使用Scrapy进行抓取时,如何在仍然获得页面信息的同时遵循302重定向?

时间:2019-08-04 19:56:36

标签: python web-scraping scrapy http-status-code-302

曾经努力尝试绕过此302重定向。首先,刮板这一特定部分的重点是获取下一页索引,以便我可以翻页。直接URL不适用于此站点,因此我不能继续浏览下一个或其他内容。为了继续使用parse_details函数抓取实际数据,我必须遍历每个页面并模拟请求。

这对我来说还很新,所以我确保尝试一切可以先找到的东西。我尝试了各种设置(“ REDIRECT_ENABLED”:False,更改了handle_httpstatus_list等),但没有任何方法可以帮助我解决这个问题。目前,我正在尝试跟踪重定向的位置,但这也不起作用。 这是我尝试遵循的一种潜在解决方案的示例。

try:
    print('Current page index: ', page_index)
except: # Will be thrown if page_index wasnt found due to redirection.
    if response.status in (302,) and 'Location' in response.headers:
        location = to_native_str(response.headers['location'].decode('latin1'))
         yield scrapy.Request(response.urljoin(location), method='POST', callback=self.parse)

不进行细节解析等的代码如下:

def parse(self, response):
    table = response.css('td> a::attr(href)').extract()
    additional_page = response.css('span.page_list::text').extract()
        for string_item in additional_page: # The text has some non-breaking 
    # spaces (&nbsp) to ignore.
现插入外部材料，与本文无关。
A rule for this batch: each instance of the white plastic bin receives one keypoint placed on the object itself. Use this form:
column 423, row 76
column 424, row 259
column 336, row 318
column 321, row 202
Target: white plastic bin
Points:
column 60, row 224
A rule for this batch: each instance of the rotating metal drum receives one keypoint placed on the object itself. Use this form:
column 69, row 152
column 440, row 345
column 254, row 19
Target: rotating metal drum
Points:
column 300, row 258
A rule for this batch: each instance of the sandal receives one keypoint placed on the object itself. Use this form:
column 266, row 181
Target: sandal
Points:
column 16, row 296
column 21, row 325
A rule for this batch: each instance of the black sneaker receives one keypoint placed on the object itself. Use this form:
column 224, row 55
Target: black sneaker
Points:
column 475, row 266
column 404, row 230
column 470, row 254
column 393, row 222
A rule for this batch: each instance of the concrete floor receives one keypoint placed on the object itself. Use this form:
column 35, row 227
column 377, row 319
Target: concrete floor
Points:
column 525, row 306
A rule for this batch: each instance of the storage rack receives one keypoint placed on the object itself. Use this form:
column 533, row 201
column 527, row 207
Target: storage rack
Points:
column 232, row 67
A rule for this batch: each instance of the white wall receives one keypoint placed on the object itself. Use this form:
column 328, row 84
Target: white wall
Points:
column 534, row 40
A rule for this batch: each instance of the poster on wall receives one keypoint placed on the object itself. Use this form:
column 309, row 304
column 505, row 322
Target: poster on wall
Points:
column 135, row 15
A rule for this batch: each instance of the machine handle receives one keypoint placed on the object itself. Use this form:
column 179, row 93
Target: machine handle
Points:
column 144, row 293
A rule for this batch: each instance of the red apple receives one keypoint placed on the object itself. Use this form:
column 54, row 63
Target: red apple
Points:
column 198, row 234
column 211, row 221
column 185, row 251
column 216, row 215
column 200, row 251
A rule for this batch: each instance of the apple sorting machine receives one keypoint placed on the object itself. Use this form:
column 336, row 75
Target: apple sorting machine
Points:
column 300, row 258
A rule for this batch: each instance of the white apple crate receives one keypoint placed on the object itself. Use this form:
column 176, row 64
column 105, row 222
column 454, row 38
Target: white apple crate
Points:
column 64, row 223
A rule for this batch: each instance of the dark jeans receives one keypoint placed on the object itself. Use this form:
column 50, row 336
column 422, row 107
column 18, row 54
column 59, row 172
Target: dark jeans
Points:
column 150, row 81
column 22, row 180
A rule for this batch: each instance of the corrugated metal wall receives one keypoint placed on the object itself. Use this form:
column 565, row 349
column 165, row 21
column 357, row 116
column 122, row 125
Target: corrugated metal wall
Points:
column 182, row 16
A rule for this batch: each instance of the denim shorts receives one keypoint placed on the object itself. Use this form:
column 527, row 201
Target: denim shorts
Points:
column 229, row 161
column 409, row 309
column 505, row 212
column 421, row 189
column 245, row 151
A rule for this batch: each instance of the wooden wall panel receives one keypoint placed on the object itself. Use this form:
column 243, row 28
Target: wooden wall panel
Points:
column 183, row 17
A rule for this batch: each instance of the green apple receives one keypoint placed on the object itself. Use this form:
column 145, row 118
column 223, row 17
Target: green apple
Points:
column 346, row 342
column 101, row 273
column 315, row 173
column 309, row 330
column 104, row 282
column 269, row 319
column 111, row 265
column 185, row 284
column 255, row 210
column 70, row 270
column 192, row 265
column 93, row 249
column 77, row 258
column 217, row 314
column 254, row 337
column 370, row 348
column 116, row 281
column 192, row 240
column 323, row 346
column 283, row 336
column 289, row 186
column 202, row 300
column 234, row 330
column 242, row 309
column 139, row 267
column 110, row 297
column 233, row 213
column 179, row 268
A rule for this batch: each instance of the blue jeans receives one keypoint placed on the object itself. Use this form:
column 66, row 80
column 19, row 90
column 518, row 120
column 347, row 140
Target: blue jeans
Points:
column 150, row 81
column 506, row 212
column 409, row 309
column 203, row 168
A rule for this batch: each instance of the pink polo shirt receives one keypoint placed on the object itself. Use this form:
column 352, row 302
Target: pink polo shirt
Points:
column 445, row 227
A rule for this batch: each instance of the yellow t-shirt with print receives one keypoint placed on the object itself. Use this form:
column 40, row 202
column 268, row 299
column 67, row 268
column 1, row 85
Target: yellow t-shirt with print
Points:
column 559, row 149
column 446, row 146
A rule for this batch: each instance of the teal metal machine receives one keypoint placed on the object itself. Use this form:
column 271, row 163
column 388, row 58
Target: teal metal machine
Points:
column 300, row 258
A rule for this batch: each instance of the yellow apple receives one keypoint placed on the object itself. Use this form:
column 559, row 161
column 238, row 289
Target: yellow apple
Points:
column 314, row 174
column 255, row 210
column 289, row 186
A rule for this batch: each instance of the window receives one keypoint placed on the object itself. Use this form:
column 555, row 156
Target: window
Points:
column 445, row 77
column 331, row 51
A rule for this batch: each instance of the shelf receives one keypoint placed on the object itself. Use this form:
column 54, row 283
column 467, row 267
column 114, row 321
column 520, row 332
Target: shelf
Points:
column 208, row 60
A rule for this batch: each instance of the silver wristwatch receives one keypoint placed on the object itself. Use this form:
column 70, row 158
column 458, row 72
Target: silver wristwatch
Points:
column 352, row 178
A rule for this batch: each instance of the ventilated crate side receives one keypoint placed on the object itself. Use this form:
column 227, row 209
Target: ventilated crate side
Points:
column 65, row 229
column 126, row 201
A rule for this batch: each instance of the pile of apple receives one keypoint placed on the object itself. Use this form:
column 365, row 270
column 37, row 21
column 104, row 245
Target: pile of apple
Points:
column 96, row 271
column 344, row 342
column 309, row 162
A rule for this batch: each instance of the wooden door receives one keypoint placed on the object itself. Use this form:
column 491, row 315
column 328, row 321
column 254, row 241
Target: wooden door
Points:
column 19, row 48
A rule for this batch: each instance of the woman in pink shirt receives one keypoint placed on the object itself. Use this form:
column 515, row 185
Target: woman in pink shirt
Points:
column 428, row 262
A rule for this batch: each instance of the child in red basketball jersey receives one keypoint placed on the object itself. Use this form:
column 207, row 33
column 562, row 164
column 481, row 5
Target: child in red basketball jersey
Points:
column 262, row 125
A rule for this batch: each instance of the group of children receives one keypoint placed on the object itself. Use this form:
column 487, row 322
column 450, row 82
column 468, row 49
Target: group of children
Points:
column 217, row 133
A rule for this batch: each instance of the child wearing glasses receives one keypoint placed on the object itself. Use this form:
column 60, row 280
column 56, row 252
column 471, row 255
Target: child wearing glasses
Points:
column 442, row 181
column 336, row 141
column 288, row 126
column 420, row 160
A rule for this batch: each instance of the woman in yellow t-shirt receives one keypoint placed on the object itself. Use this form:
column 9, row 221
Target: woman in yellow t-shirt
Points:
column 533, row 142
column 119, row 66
We want the text representing the 
            # current page index only.
            char_list = list(string_item)
            for char in char_list:
                if char.isdigit():
                    page_index = char
                    break # Now that we have the current page index, we 
    # can back out of this loop.

        # Below is where the code breaks; it cannot find page_index since it is 
    # not getting to the site for scraping after redirection.
        try:    
            print('Current page index: ', page_index)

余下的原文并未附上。